Accuracy of Discretely Sampled Stochastic Policies in Continuous-time Reinforcement Learning
By: Yanwei Jia, Du Ouyang, Yufei Zhang
Potential Business Impact:
Makes robots learn better by trying random actions.
Stochastic policies are widely used in continuous-time reinforcement learning algorithms. However, executing a stochastic policy and evaluating its performance in a continuous-time environment remain open challenges. This work introduces and rigorously analyzes a policy execution framework that samples actions from a stochastic policy at discrete time points and implements them as piecewise constant controls.

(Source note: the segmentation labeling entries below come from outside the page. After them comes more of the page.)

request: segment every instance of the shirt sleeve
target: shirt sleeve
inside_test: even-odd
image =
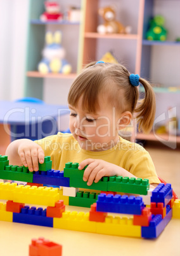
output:
[[[149,183],[160,183],[153,160],[149,153],[143,150],[132,151],[126,162],[125,169],[133,175],[143,179],[148,179]]]

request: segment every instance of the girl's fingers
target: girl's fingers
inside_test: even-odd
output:
[[[106,176],[106,171],[104,169],[104,168],[103,168],[96,174],[96,176],[94,179],[94,182],[95,183],[98,182],[101,180],[101,178],[102,178],[105,176]]]
[[[21,161],[23,164],[23,166],[25,166],[25,167],[27,167],[27,162],[26,161],[26,159],[25,159],[25,153],[23,152],[20,153],[20,157],[21,159]]]
[[[85,167],[85,166],[88,166],[88,164],[90,164],[91,162],[94,162],[94,159],[92,159],[91,158],[85,159],[83,161],[82,161],[81,163],[79,164],[78,169],[79,170],[82,170]]]
[[[37,149],[32,150],[31,151],[32,162],[33,164],[33,169],[35,171],[39,170],[39,160]]]
[[[43,164],[44,160],[44,152],[41,148],[38,148],[37,154],[40,164]]]
[[[96,168],[98,166],[98,163],[97,162],[92,162],[91,164],[89,164],[87,168],[85,169],[83,176],[83,180],[84,181],[87,181],[87,180],[89,180],[89,175],[93,171],[94,168]]]
[[[33,164],[32,164],[30,152],[28,151],[27,152],[25,152],[25,160],[26,160],[27,166],[29,167],[29,171],[33,171],[34,168],[33,168]]]
[[[88,178],[88,181],[87,182],[87,185],[88,186],[91,186],[91,185],[93,184],[93,181],[95,180],[95,178],[96,178],[97,176],[97,173],[99,173],[99,171],[101,169],[101,167],[100,166],[100,165],[97,166],[96,167],[94,167],[93,169],[93,170],[91,172],[91,173],[89,174],[89,178]],[[98,180],[98,181],[100,180]],[[98,182],[97,181],[97,182]]]

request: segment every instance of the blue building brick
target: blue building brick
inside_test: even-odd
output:
[[[47,171],[35,172],[33,174],[32,182],[52,186],[69,187],[70,179],[64,177],[63,171],[51,169]]]
[[[53,218],[46,217],[46,209],[29,206],[22,208],[20,213],[13,213],[13,222],[44,227],[53,227]]]
[[[153,215],[148,227],[141,227],[141,236],[145,238],[156,238],[165,229],[172,216],[172,210],[167,208],[168,211],[166,216],[162,219],[161,215]]]
[[[101,194],[96,201],[96,211],[140,215],[145,208],[141,197]]]
[[[171,185],[160,183],[152,192],[151,202],[163,203],[165,206],[172,197],[172,188]]]

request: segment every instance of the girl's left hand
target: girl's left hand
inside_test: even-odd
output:
[[[93,181],[95,183],[98,182],[105,176],[125,176],[125,173],[129,173],[120,166],[101,159],[84,160],[80,164],[79,169],[82,170],[86,166],[88,166],[84,171],[83,180],[87,181],[88,186],[92,185]]]

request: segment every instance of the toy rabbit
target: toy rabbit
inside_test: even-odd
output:
[[[48,73],[69,74],[71,66],[64,59],[65,50],[61,45],[61,32],[56,31],[46,34],[46,43],[42,55],[42,59],[38,64],[38,71],[42,74]]]

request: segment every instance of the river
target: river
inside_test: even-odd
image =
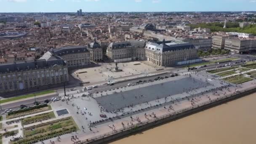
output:
[[[256,144],[256,93],[111,143]]]

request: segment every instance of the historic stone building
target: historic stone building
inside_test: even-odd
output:
[[[178,61],[195,59],[197,49],[190,43],[176,41],[147,43],[145,60],[161,66],[174,64]]]
[[[243,53],[256,50],[256,38],[233,38],[225,39],[224,49],[232,53]]]
[[[0,64],[0,93],[20,92],[68,82],[68,70],[60,57]]]
[[[144,41],[132,41],[112,43],[107,50],[107,56],[117,61],[143,60],[145,58]]]
[[[50,51],[45,53],[41,58],[52,55],[61,57],[67,62],[69,67],[83,67],[91,64],[90,53],[85,46],[67,46],[52,49]]]
[[[157,66],[165,66],[176,62],[196,59],[197,49],[188,43],[135,41],[111,43],[107,55],[116,62],[146,60]]]
[[[215,35],[212,37],[212,48],[223,49],[225,45],[225,39],[227,37],[222,35]]]
[[[88,50],[90,52],[91,61],[99,61],[102,60],[102,48],[95,40],[93,43],[88,45]]]

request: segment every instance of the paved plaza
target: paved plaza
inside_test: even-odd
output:
[[[193,78],[186,77],[178,80],[168,81],[95,99],[107,110],[112,111],[209,85],[206,83]]]
[[[92,83],[106,80],[112,77],[118,77],[154,72],[157,69],[156,67],[152,67],[140,61],[131,61],[118,63],[117,67],[122,71],[112,72],[111,70],[115,67],[115,63],[99,64],[99,66],[96,67],[74,70],[72,75],[75,78],[83,82],[90,82]]]

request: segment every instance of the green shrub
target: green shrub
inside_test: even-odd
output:
[[[42,104],[41,105],[34,106],[33,107],[29,107],[26,109],[19,109],[16,111],[13,111],[12,112],[8,112],[8,115],[14,115],[16,114],[23,112],[26,112],[26,111],[28,111],[32,110],[32,109],[39,109],[40,108],[44,107],[46,107],[47,106],[48,106],[47,104]]]

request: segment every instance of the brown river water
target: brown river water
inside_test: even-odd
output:
[[[110,144],[256,144],[256,93]]]

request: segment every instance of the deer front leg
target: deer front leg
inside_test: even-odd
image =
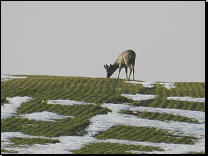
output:
[[[130,76],[131,76],[131,73],[132,73],[132,70],[133,70],[133,80],[134,80],[134,68],[133,67],[129,67],[129,69],[130,69],[129,79],[130,79]]]
[[[119,79],[120,72],[121,72],[121,66],[119,67],[119,71],[118,71],[118,79]]]
[[[125,67],[125,72],[126,72],[126,79],[127,79],[127,81],[129,81],[129,78],[128,78],[128,67]]]
[[[134,67],[133,67],[133,81],[134,81]]]

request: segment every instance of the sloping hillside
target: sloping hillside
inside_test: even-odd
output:
[[[2,153],[205,152],[205,83],[1,80]]]

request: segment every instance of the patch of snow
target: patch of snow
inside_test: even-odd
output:
[[[47,104],[71,106],[71,105],[87,105],[93,103],[79,102],[73,100],[48,100]]]
[[[154,87],[154,84],[155,84],[155,81],[154,82],[148,82],[148,81],[145,81],[145,82],[138,82],[138,81],[125,81],[127,83],[132,83],[132,84],[142,84],[143,87],[146,87],[146,88],[153,88]]]
[[[1,106],[1,119],[10,118],[16,113],[17,108],[21,106],[23,102],[27,102],[32,100],[31,97],[24,96],[24,97],[7,97],[6,98],[9,103],[5,103]]]
[[[144,101],[144,100],[149,100],[149,99],[155,99],[156,95],[151,95],[151,94],[121,94],[122,96],[125,96],[128,99],[132,99],[134,101]],[[167,97],[167,100],[181,100],[181,101],[188,101],[188,102],[205,102],[205,98],[196,98],[196,97]]]
[[[132,84],[142,84],[143,87],[146,87],[146,88],[153,88],[155,86],[154,84],[156,83],[156,81],[144,81],[144,82],[125,81],[125,82],[132,83]],[[167,89],[175,88],[173,82],[160,82],[159,84],[163,85],[163,87]]]
[[[55,119],[64,119],[66,117],[74,118],[73,116],[64,116],[58,115],[57,113],[43,111],[43,112],[34,112],[31,114],[19,115],[21,118],[27,118],[29,120],[38,120],[38,121],[55,121]]]
[[[132,99],[135,101],[144,101],[144,100],[149,100],[149,99],[155,99],[156,95],[151,95],[151,94],[121,94],[122,96],[125,96],[128,99]]]
[[[18,76],[1,75],[1,81],[8,81],[12,79],[22,79],[22,78],[26,78],[26,76],[18,77]]]
[[[205,98],[195,98],[195,97],[167,97],[167,100],[181,100],[181,101],[189,101],[189,102],[205,102]]]
[[[167,113],[172,115],[180,115],[187,118],[193,118],[198,120],[201,123],[205,122],[205,112],[201,111],[191,111],[191,110],[183,110],[183,109],[171,109],[171,108],[154,108],[154,107],[130,107],[129,110],[133,112],[158,112],[158,113]]]
[[[127,97],[136,99],[136,100],[145,100],[155,98],[156,95],[132,95],[124,94]],[[137,97],[136,97],[137,96]],[[7,105],[2,106],[3,118],[11,117],[15,113],[16,109],[21,105],[22,102],[27,102],[31,100],[30,97],[13,97],[7,98],[10,104],[13,107],[8,107]],[[86,104],[84,102],[72,101],[72,100],[49,100],[48,104],[60,104],[60,105],[76,105],[76,104]],[[89,143],[101,143],[101,142],[110,142],[110,143],[119,143],[119,144],[134,144],[134,145],[143,145],[143,146],[157,146],[163,148],[164,151],[143,151],[143,153],[152,154],[180,154],[187,152],[204,152],[205,151],[205,113],[200,111],[190,111],[190,110],[180,110],[180,109],[169,109],[169,108],[152,108],[152,107],[137,107],[127,104],[112,104],[104,103],[101,107],[111,109],[112,112],[108,114],[99,114],[90,118],[90,125],[85,130],[87,134],[84,136],[60,136],[52,137],[50,139],[58,139],[60,143],[55,144],[35,144],[33,146],[25,147],[3,147],[4,145],[11,144],[9,138],[12,137],[23,137],[23,138],[47,138],[41,136],[30,136],[25,135],[21,132],[2,132],[1,133],[1,148],[6,150],[15,150],[19,151],[20,154],[72,154],[72,150],[78,150],[81,147]],[[200,121],[200,124],[195,123],[185,123],[177,121],[158,121],[158,120],[148,120],[138,118],[134,115],[121,114],[121,110],[131,110],[131,111],[149,111],[149,112],[159,112],[167,113],[173,115],[185,116],[188,118],[194,118]],[[6,114],[9,112],[9,115]],[[39,115],[39,117],[37,117]],[[66,116],[57,115],[52,112],[38,112],[23,115],[31,119],[43,120],[54,120],[61,119]],[[41,119],[42,117],[42,119]],[[118,139],[107,139],[107,140],[98,140],[93,137],[95,134],[98,134],[102,131],[107,131],[113,126],[117,125],[126,125],[126,126],[135,126],[135,127],[154,127],[159,129],[168,130],[175,133],[184,133],[183,135],[193,135],[199,140],[194,145],[188,144],[169,144],[169,143],[152,143],[152,142],[139,142],[139,141],[128,141],[128,140],[118,140]],[[137,153],[137,151],[132,151]],[[140,151],[139,151],[140,152]]]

We prove that as the sampling mesh size tends to zero, the controlled state process converges weakly to the dynamics with coefficients aggregated according to the stochastic policy. We explicitly quantify the convergence rate based on the regularity of the coefficients and establish an optimal first-order convergence rate for sufficiently regular coefficients. Additionally, we show that the same convergence rates hold with high probability concerning the sampling noise, and further establish a $1/2$-order almost sure convergence when the volatility is not controlled. Building on these results, we analyze the bias and variance of various policy evaluation and policy gradient estimators based on discrete-time observations. Our results provide theoretical justification for the exploratory stochastic control framework in [H. Wang, T. Zariphopoulou, and X.Y. Zhou, J. Mach. Learn. Res., 21 (2020), pp. 1-34].